Lagi-lagi mereka mengacuhkanku dengan menutup kaca mobil seraya tak ingin mendengarkanku menawarkan koran untuknya. Terkadang pula ada yang sampai mengeluarkan kata-kata yang kurang kasar dan menyakitkan. Walaupun kerap kali aku sedih dengan hinaan yang dilontarkan untukku. Namun keinginan dan semangatku tetap saja berkobar.
Sebuah keluarga yang terdiri dari lima orang anak yang hidup dengan serba kekurangan itulah keluargaku. Untuk makan saja susah apalagi untuk bersekolah. Aku anak paling bungsu dari lima bersaudara. Ke empat saudaraku hanya lulusan Sekolah Dasar, akan tetapi mereka sekarang sudah mencari uang sendiri dengan penghasilan minim dibawah rata-rata. Tinggal aku yang bersekolah. Walaupun bapak dan ibu tidak punya uang menyekolahkanku, tetap saja aku ingin bersekolah. Aku meyakinkan mereka kalau kelak aku bisa merubah hidup menjadi lebih baik.
Mencari uang dari hasil berjualan koran adalah cara yang kulakukan agar tetap bisa membiayai sekolah. Bapak dan ibu sering menyuruhku berhenti sekolah. Katanya sekolah itu habisin uang. Mending uangnya buat makan sehari-hari. Saudara-saudaraku kerap kali menyuruhku untuk berhenti sekolah. Untuk kesekian kalinya aku berceloteh layaknya seorang yang sudah pasti akan sukses. Mereka hanya menggeleng-gelengkan kepala melihat tingkahku.
***
Kami tinggal di rumah kardus yang berukuran kecil di bantaran sungai mati yang telah lama tak dihiraukan. Sebagaimana nasib sungai tak terhiraukan oleh pemerintah yang penuh dengan sampah, warna hitam layaknya comberan dan mengeluarkan bau yang tak sedap. Mau bagaimana lagi. Bapak dan ibu hanya mampu membeli tanah di bantaran sungai kotor itu. Gubuk kecil dari kardus bekas dirangkai menjadi bangunan layaknya rumah tempat istirahat kala malam tiba.
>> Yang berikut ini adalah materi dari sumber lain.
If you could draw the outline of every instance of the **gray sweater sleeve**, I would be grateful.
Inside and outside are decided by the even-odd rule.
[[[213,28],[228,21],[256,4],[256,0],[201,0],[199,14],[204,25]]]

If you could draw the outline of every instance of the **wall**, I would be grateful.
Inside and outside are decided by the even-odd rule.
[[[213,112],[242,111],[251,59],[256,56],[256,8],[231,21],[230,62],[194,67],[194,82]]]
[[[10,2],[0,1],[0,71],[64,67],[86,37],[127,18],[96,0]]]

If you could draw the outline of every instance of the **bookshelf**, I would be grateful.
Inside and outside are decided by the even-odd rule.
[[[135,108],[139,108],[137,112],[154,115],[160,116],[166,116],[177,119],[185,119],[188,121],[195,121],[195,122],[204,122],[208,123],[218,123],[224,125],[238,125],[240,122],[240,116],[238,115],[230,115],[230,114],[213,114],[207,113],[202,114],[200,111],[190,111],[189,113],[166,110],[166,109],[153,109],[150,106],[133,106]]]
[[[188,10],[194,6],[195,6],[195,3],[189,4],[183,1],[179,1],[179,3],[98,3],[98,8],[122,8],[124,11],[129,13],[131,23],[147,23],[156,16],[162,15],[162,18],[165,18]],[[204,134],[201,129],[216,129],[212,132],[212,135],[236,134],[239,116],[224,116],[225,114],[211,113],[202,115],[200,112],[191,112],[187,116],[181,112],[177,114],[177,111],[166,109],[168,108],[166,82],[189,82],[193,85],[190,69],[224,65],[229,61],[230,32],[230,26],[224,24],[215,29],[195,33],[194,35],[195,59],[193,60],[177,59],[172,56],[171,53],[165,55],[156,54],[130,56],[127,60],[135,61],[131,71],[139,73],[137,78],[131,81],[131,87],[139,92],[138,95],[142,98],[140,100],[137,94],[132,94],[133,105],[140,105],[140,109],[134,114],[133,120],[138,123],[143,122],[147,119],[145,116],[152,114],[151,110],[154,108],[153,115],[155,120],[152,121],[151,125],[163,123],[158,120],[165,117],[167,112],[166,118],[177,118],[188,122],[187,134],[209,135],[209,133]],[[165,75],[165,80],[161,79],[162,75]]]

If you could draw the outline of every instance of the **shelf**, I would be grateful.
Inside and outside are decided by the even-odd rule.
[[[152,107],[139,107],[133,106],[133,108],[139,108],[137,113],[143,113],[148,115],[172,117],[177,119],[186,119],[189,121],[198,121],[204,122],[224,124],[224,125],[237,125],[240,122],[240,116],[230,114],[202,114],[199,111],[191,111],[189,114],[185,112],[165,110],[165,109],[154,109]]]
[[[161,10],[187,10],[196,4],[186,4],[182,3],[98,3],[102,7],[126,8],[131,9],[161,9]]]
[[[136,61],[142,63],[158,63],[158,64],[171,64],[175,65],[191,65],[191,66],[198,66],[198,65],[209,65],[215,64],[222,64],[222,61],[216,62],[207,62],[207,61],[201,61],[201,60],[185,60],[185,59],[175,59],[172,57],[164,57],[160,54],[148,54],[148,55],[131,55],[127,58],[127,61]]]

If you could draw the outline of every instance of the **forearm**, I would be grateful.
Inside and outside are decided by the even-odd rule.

Tak jarang aku membantu bapak membangun kembali gubuk ketika gubuk kami roboh oleh terpaan hujan yang turun disertai angin kencang.
Rasa sedih semakin menggebu dalam diriku. Ingin rasanya kusulap gubuk kami jadi istana megah presiden. Jika hujan tiba tak roboh lagi.
“Mimpi hanya sekedar mimpi.”
“ Bagaimana bisa kusulap gubuk ini jadi istana megah. Bekerja saja terkadang tidak mendapatkan uang.” ucapku dalam hati.
Pukul 21: 00 tepat aku pulang dari bekerja tiba-tiba kulihat ibu menangis sendirian di dekat gang jalan menuju rumah kami. Dengan sigap aku berlari menghampiri ibu. “Ibu kenapa menangis?” tanyaku kepada ibu.
“Rumah kita nak, rumah kita.” Tangkas ibu
“Ada apa dengan rumah kita bu...?
"Rumah kita diratakan dengan tanah. Digusur nak. Kita tidak punya tempat tinggal sekarang," jawab ibu yang terus saja menangis.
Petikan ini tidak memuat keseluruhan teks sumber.